What if we wanted to obtain a Top 10 table? We can do this using the head()
function:
centralities.sort_values(by='betweenness_centr', ascending=False).head(10)
ID | degree_centr | closeness_centr | betweenness_centr | eigenvector_centr | |
---|---|---|---|---|---|
10 | 10 | 0.217391 | 0.425926 | 0.239977 | 0.384541 |
11 | 11 | 0.173913 | 0.403509 | 0.226379 | 0.239538 |
8 | 8 | 0.173913 | 0.343284 | 0.138553 | 0.212955 |
12 | 12 | 0.130435 | 0.348485 | 0.131799 | 0.110723 |
16 | 16 | 0.173913 | 0.389831 | 0.124630 | 0.304680 |
15 | 15 | 0.173913 | 0.370968 | 0.122476 | 0.317121 |
20 | 20 | 0.173913 | 0.328571 | 0.113175 | 0.255652 |
4 | 4 | 0.130435 | 0.348485 | 0.100838 | 0.128455 |
18 | 18 | 0.130435 | 0.343284 | 0.097956 | 0.194776 |
6 | 6 | 0.130435 | 0.310811 | 0.097666 | 0.110150 |
But this is supposed to be a Betweenness Top 10 - can we get rid of the other columns?
centralities.sort_values(by='betweenness_centr', ascending=False).head(10)[['ID','betweenness_centr']]
ID | betweenness_centr | |
---|---|---|
10 | 10 | 0.239977 |
11 | 11 | 0.226379 |
8 | 8 | 0.138553 |
12 | 12 | 0.131799 |
16 | 16 | 0.124630 |
15 | 15 | 0.122476 |
20 | 20 | 0.113175 |
4 | 4 | 0.100838 |
18 | 18 | 0.097956 |
6 | 6 | 0.097666 |
But the row numbers at the very left column look a bit off... Could we perhaps sort these in ascending order?
centralities.sort_values(by='betweenness_centr', ascending=False).head(10).reset_index()[['ID','betweenness_centr']]
ID | betweenness_centr | |
---|---|---|
0 | 10 | 0.239977 |
1 | 11 | 0.226379 |
2 | 8 | 0.138553 |
3 | 12 | 0.131799 |
4 | 16 | 0.124630 |
5 | 15 | 0.122476 |
6 | 20 | 0.113175 |
7 | 4 | 0.100838 |
8 | 18 | 0.097956 |
9 | 6 | 0.097666 |
We tinkered enough with the table for now. Now let's try to visualise the centralities.

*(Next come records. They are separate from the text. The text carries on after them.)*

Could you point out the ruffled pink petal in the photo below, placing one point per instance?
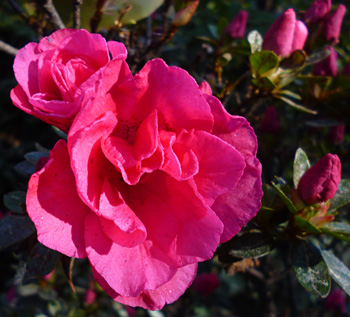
(177, 219)
(51, 42)
(169, 90)
(118, 221)
(129, 149)
(88, 161)
(55, 207)
(118, 50)
(236, 208)
(205, 88)
(20, 100)
(25, 68)
(213, 179)
(94, 51)
(167, 293)
(234, 130)
(97, 99)
(143, 267)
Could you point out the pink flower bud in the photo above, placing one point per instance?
(317, 11)
(270, 122)
(336, 134)
(328, 66)
(335, 301)
(90, 296)
(333, 24)
(206, 283)
(285, 35)
(320, 182)
(236, 28)
(300, 35)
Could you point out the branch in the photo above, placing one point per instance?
(8, 48)
(50, 9)
(76, 13)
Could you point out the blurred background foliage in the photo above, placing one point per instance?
(249, 286)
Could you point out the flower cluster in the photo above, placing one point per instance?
(153, 176)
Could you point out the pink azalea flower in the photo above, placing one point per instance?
(320, 182)
(51, 73)
(317, 11)
(328, 66)
(236, 28)
(333, 24)
(154, 175)
(285, 35)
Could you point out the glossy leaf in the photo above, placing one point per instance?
(284, 197)
(342, 196)
(301, 165)
(337, 269)
(14, 229)
(263, 63)
(16, 201)
(310, 268)
(250, 245)
(41, 262)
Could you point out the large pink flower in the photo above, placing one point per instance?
(154, 175)
(51, 73)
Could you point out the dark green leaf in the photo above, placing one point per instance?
(283, 196)
(301, 165)
(15, 201)
(310, 268)
(306, 225)
(337, 269)
(342, 196)
(14, 229)
(33, 157)
(263, 63)
(264, 83)
(255, 40)
(250, 245)
(338, 227)
(41, 262)
(296, 106)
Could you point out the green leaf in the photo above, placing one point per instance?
(310, 268)
(338, 227)
(16, 201)
(250, 245)
(255, 40)
(339, 272)
(306, 225)
(283, 196)
(342, 196)
(296, 106)
(263, 63)
(14, 229)
(301, 165)
(41, 262)
(264, 83)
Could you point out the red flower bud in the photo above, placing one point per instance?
(285, 35)
(328, 66)
(236, 28)
(206, 283)
(320, 182)
(333, 24)
(317, 11)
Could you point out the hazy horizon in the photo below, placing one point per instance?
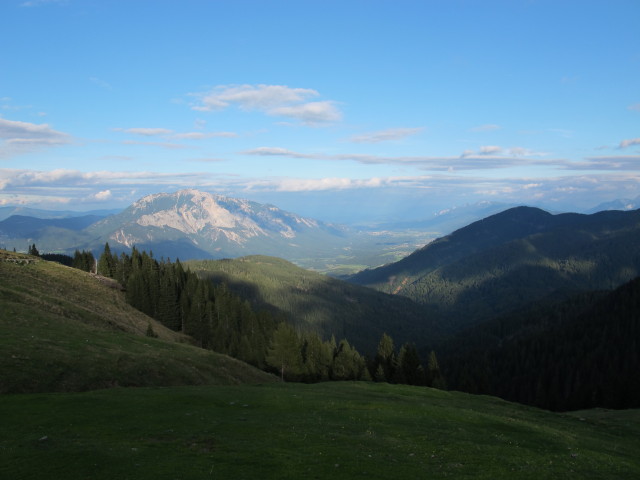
(343, 111)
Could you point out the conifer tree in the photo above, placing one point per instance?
(435, 378)
(284, 353)
(107, 263)
(33, 250)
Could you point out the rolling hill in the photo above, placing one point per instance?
(62, 329)
(507, 260)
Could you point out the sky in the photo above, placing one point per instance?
(347, 111)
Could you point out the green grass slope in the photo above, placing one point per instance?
(316, 302)
(292, 431)
(62, 329)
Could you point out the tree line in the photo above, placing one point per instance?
(225, 322)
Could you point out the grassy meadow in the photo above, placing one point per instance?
(329, 430)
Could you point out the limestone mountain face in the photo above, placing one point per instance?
(215, 224)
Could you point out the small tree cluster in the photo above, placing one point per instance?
(214, 317)
(404, 366)
(83, 261)
(305, 357)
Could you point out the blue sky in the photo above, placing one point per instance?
(342, 110)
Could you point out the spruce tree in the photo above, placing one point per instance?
(284, 353)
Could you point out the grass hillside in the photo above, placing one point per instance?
(293, 431)
(316, 302)
(62, 329)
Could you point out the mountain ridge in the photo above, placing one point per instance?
(518, 255)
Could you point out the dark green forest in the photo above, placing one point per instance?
(225, 322)
(565, 355)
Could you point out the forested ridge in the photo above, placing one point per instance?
(505, 261)
(222, 321)
(567, 355)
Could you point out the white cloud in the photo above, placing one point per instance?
(37, 3)
(629, 143)
(386, 135)
(100, 83)
(22, 137)
(167, 133)
(274, 100)
(486, 128)
(146, 132)
(168, 145)
(103, 196)
(253, 97)
(490, 150)
(312, 113)
(203, 135)
(486, 158)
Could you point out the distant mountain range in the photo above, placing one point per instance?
(191, 224)
(518, 256)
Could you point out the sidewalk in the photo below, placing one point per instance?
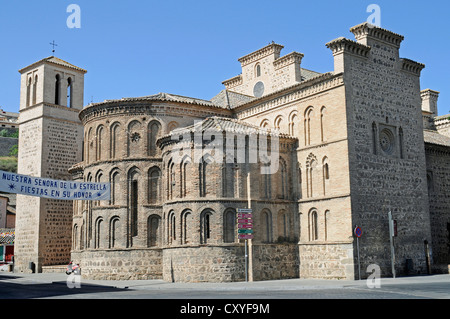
(290, 284)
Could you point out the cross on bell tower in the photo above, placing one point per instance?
(53, 44)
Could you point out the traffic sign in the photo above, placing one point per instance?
(358, 232)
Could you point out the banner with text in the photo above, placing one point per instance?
(53, 189)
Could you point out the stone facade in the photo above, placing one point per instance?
(49, 144)
(350, 146)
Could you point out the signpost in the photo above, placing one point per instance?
(245, 231)
(392, 234)
(358, 234)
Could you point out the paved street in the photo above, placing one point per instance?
(55, 286)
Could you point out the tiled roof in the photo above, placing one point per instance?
(229, 100)
(223, 124)
(162, 97)
(433, 137)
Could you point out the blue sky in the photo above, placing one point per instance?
(137, 47)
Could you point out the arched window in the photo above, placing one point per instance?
(278, 123)
(325, 174)
(203, 171)
(327, 220)
(114, 140)
(311, 164)
(115, 187)
(229, 228)
(283, 179)
(89, 144)
(35, 89)
(308, 116)
(322, 123)
(313, 225)
(170, 179)
(154, 184)
(185, 224)
(283, 225)
(374, 138)
(171, 231)
(113, 231)
(75, 242)
(28, 92)
(153, 230)
(154, 129)
(266, 181)
(401, 141)
(205, 226)
(258, 70)
(185, 172)
(57, 89)
(134, 139)
(265, 124)
(99, 143)
(300, 180)
(133, 187)
(69, 93)
(293, 124)
(98, 179)
(98, 234)
(266, 226)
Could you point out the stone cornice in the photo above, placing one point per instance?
(365, 30)
(293, 57)
(412, 66)
(272, 48)
(296, 92)
(143, 107)
(343, 45)
(233, 82)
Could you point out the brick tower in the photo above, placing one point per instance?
(50, 143)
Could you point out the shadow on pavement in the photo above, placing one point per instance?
(31, 290)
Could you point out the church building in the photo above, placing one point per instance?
(314, 155)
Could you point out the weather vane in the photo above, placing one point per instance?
(54, 45)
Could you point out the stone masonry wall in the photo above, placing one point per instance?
(387, 159)
(438, 177)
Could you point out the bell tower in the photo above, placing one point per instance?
(52, 94)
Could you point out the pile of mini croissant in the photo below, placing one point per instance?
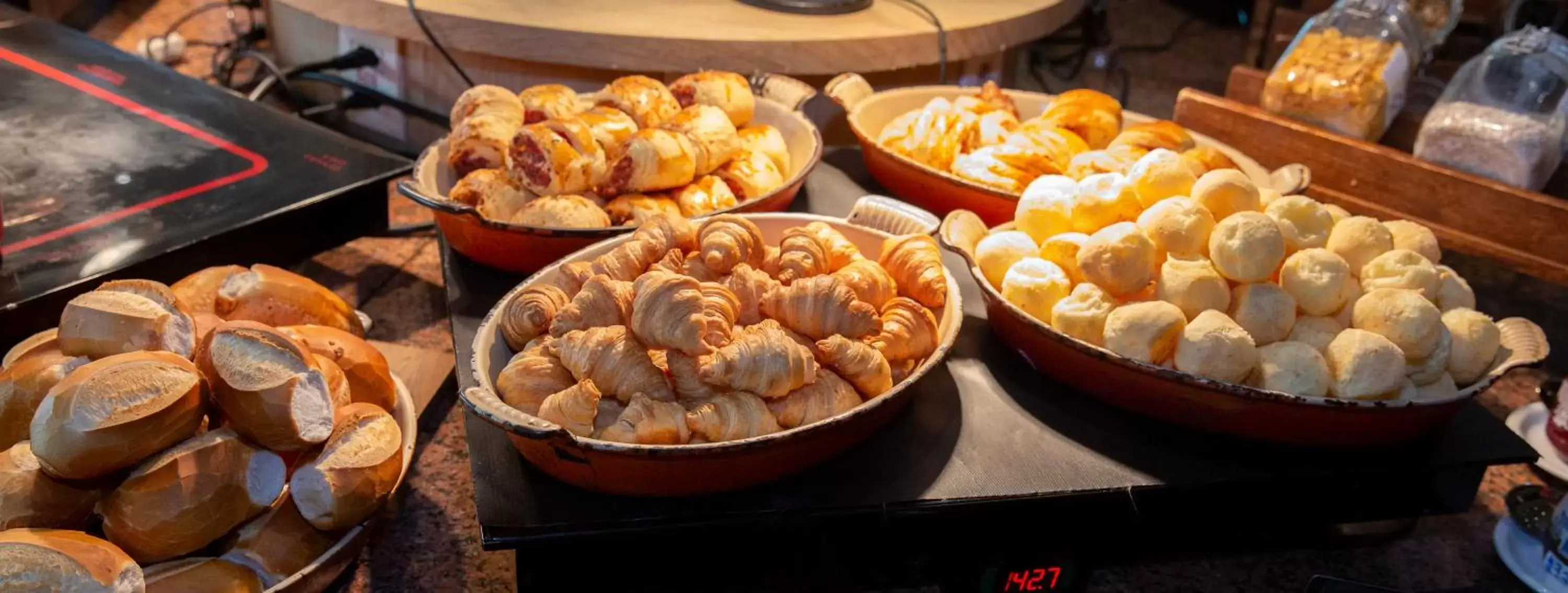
(709, 333)
(549, 156)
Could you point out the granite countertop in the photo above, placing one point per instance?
(433, 540)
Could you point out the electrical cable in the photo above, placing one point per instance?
(430, 37)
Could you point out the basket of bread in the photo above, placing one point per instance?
(233, 432)
(526, 178)
(1216, 305)
(709, 355)
(949, 148)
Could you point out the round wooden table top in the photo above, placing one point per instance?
(689, 35)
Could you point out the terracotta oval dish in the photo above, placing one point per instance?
(714, 466)
(941, 192)
(1216, 405)
(529, 248)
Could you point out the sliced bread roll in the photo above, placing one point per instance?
(192, 495)
(364, 366)
(37, 344)
(267, 386)
(113, 413)
(201, 576)
(126, 316)
(22, 388)
(278, 543)
(62, 561)
(29, 498)
(355, 473)
(280, 297)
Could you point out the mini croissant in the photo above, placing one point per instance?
(821, 306)
(908, 330)
(763, 361)
(574, 408)
(858, 363)
(733, 418)
(916, 266)
(648, 421)
(825, 397)
(531, 314)
(599, 303)
(617, 363)
(727, 241)
(869, 281)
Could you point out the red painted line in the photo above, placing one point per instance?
(258, 162)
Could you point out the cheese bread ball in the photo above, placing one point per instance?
(1161, 175)
(998, 252)
(1145, 332)
(1178, 226)
(1119, 258)
(1247, 247)
(1435, 364)
(1316, 278)
(1194, 286)
(1454, 291)
(1358, 239)
(1213, 346)
(1415, 237)
(1293, 368)
(1315, 332)
(1062, 250)
(1401, 269)
(1035, 286)
(1365, 366)
(1304, 222)
(1266, 311)
(1476, 344)
(1084, 313)
(1225, 192)
(1404, 317)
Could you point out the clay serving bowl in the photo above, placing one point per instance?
(637, 470)
(941, 192)
(1216, 405)
(527, 248)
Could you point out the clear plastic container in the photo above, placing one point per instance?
(1503, 113)
(1347, 68)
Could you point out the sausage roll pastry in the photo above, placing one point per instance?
(541, 102)
(767, 140)
(705, 195)
(653, 159)
(728, 92)
(487, 99)
(712, 135)
(750, 176)
(645, 99)
(480, 143)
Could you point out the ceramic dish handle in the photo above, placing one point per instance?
(891, 217)
(783, 90)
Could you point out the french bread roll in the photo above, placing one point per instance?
(115, 412)
(364, 366)
(126, 316)
(192, 495)
(267, 386)
(355, 471)
(200, 291)
(41, 343)
(29, 498)
(278, 543)
(63, 561)
(22, 388)
(280, 297)
(201, 576)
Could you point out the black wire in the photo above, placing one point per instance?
(430, 37)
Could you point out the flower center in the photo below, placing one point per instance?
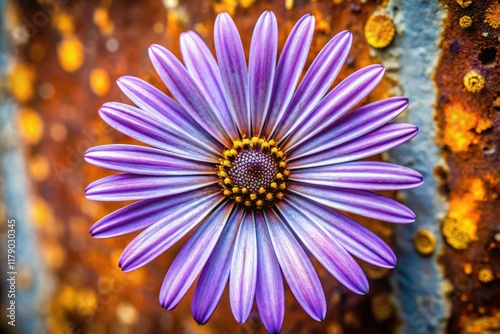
(253, 172)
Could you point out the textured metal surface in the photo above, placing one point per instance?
(418, 280)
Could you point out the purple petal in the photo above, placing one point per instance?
(233, 69)
(145, 161)
(316, 83)
(290, 65)
(269, 293)
(359, 202)
(367, 175)
(144, 127)
(263, 51)
(215, 274)
(340, 100)
(193, 256)
(173, 117)
(204, 70)
(354, 237)
(297, 268)
(130, 187)
(324, 247)
(139, 215)
(353, 125)
(187, 92)
(160, 236)
(377, 141)
(243, 270)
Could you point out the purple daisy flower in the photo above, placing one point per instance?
(257, 166)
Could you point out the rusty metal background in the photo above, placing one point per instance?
(59, 63)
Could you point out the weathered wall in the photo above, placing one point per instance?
(64, 57)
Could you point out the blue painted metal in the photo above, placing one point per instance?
(15, 190)
(417, 279)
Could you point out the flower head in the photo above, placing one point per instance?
(257, 166)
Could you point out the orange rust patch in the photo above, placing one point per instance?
(460, 227)
(493, 15)
(460, 127)
(21, 82)
(379, 30)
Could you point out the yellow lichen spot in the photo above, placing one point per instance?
(323, 26)
(459, 122)
(477, 190)
(467, 268)
(70, 53)
(485, 275)
(228, 6)
(158, 27)
(493, 15)
(465, 21)
(64, 23)
(21, 82)
(58, 131)
(483, 124)
(86, 302)
(30, 125)
(473, 82)
(379, 30)
(39, 168)
(99, 81)
(424, 242)
(460, 227)
(102, 21)
(464, 3)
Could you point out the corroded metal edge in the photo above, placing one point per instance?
(418, 280)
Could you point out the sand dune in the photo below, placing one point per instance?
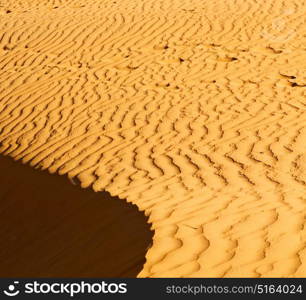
(192, 110)
(50, 228)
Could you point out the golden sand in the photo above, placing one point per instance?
(192, 110)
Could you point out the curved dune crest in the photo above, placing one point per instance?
(192, 110)
(51, 228)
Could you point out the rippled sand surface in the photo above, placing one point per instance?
(192, 110)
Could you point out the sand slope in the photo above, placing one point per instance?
(193, 110)
(50, 228)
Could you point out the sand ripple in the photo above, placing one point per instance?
(193, 110)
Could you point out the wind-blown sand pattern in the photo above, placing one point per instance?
(192, 110)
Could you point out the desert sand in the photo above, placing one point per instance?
(192, 110)
(50, 228)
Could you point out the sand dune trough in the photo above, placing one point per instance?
(192, 110)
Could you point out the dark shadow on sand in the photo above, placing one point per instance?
(51, 228)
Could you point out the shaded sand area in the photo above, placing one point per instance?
(192, 110)
(50, 228)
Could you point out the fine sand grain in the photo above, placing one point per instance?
(192, 110)
(50, 228)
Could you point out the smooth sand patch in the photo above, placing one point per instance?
(51, 228)
(192, 110)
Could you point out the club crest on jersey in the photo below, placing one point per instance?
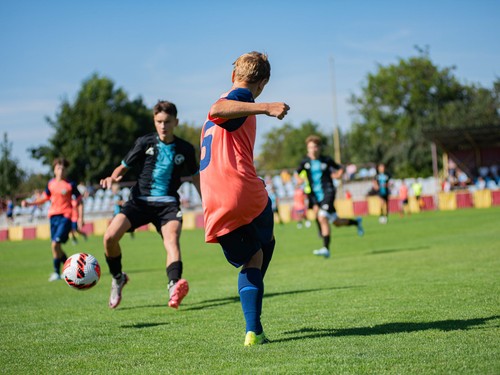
(179, 159)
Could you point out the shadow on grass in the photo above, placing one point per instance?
(228, 300)
(387, 328)
(385, 251)
(236, 299)
(143, 325)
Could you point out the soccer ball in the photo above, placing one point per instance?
(81, 271)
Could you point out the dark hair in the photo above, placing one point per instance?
(315, 139)
(60, 161)
(165, 106)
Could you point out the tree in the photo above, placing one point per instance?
(95, 131)
(284, 147)
(401, 100)
(11, 175)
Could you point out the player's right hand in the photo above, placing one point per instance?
(278, 110)
(107, 182)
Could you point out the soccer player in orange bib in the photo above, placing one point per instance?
(60, 192)
(236, 206)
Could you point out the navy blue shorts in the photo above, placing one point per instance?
(60, 227)
(241, 244)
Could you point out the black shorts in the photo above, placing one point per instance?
(241, 244)
(385, 197)
(140, 213)
(327, 204)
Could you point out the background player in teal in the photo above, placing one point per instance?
(381, 183)
(161, 159)
(319, 171)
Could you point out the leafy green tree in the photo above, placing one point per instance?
(95, 131)
(399, 101)
(11, 175)
(284, 147)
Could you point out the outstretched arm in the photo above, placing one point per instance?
(230, 109)
(116, 176)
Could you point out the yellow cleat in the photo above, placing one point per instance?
(252, 339)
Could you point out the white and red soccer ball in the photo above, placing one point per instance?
(81, 271)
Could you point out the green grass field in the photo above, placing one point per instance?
(418, 295)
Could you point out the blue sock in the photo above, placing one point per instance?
(57, 265)
(251, 290)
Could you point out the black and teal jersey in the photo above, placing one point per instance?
(318, 172)
(160, 167)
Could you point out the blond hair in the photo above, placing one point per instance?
(314, 139)
(252, 67)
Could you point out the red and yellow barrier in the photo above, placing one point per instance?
(346, 208)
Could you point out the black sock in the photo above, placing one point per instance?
(174, 271)
(115, 265)
(326, 241)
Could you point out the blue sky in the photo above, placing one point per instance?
(182, 51)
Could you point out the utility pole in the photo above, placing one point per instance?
(336, 135)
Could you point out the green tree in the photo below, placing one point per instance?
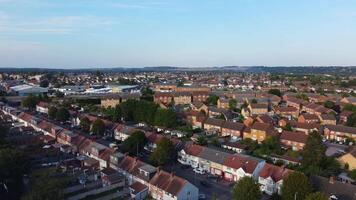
(269, 146)
(85, 123)
(276, 92)
(98, 127)
(163, 153)
(134, 143)
(352, 174)
(52, 112)
(30, 102)
(351, 120)
(317, 196)
(13, 165)
(44, 83)
(212, 99)
(232, 104)
(201, 140)
(296, 186)
(62, 114)
(246, 189)
(166, 118)
(329, 104)
(313, 152)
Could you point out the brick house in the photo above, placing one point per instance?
(293, 140)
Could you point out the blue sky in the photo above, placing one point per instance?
(190, 33)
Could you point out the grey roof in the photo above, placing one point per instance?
(214, 155)
(342, 191)
(148, 168)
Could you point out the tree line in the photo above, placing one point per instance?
(142, 111)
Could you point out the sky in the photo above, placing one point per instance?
(182, 33)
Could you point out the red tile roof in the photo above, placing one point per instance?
(248, 164)
(275, 172)
(193, 149)
(168, 182)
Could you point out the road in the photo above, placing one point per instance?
(222, 191)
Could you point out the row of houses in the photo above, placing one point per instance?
(232, 167)
(143, 179)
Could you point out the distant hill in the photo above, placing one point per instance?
(250, 69)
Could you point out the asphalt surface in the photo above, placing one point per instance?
(222, 191)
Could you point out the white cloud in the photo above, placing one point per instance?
(53, 25)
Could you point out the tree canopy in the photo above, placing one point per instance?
(276, 92)
(317, 196)
(62, 114)
(246, 189)
(30, 102)
(52, 111)
(212, 99)
(163, 153)
(296, 186)
(134, 143)
(85, 124)
(98, 127)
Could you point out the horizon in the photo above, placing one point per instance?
(201, 34)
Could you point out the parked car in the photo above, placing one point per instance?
(202, 196)
(204, 183)
(198, 171)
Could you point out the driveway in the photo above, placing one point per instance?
(221, 190)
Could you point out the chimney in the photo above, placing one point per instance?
(332, 179)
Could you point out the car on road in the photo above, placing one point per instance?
(205, 183)
(199, 171)
(185, 167)
(202, 196)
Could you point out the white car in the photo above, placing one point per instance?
(199, 171)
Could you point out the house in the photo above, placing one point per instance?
(223, 103)
(110, 101)
(164, 97)
(122, 132)
(260, 131)
(233, 129)
(305, 127)
(235, 146)
(199, 106)
(289, 112)
(334, 189)
(271, 178)
(195, 118)
(349, 158)
(167, 186)
(258, 108)
(349, 100)
(110, 176)
(138, 191)
(339, 132)
(238, 166)
(189, 155)
(294, 102)
(344, 116)
(182, 98)
(42, 107)
(327, 119)
(201, 96)
(293, 140)
(265, 119)
(308, 118)
(213, 125)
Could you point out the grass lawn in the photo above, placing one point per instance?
(96, 196)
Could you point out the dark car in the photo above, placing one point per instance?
(185, 166)
(204, 183)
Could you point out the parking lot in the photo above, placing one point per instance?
(207, 186)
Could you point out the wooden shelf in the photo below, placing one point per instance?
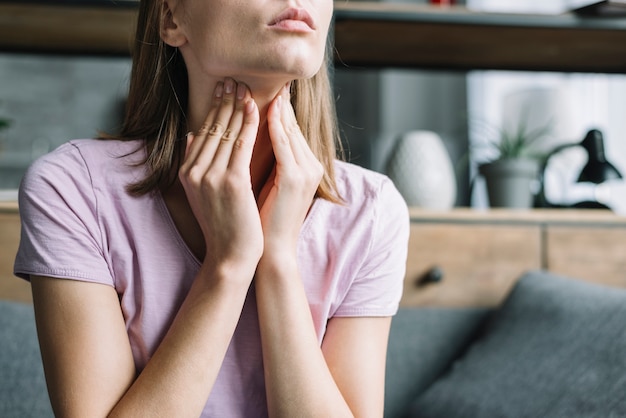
(366, 34)
(408, 35)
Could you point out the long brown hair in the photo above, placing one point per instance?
(157, 104)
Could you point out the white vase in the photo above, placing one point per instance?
(421, 169)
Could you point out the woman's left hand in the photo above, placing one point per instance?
(289, 192)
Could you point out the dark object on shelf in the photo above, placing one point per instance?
(600, 8)
(596, 171)
(433, 275)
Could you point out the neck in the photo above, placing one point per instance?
(262, 162)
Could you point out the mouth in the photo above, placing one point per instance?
(296, 19)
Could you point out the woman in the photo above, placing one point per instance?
(235, 271)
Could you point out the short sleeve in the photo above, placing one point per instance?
(377, 288)
(60, 234)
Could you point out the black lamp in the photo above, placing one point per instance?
(597, 170)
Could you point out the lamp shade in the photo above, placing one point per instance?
(598, 169)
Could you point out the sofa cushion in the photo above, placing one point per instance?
(22, 385)
(556, 348)
(423, 342)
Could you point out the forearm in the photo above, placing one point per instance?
(298, 380)
(179, 377)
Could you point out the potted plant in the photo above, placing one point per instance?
(513, 169)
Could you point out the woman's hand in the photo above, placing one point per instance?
(287, 196)
(216, 177)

We can do that easily by simply passing the values as a node_color. networkx
/matplotlib
will find a way to translate these into an actual color.
Let's see how the various centrality measures look like:
nx.draw(G, pos, with_labels = True, node_color = list(centralities['degree_centr']))
nx.draw(G, pos, with_labels = True, node_color = list(centralities['closeness_centr']))
nx.draw(G, pos, with_labels = True, node_color = list(centralities['betweenness_centr']))
nx.draw(G, pos, with_labels = True, node_color = list(centralities['eigenvector_centr']))
We can observe that there is quite a lot of similarity in the relative distribution of colors, but with some notable differences in the central nodes. That is to be expected, as each centrality measure has its own distinct definition (and purpose!).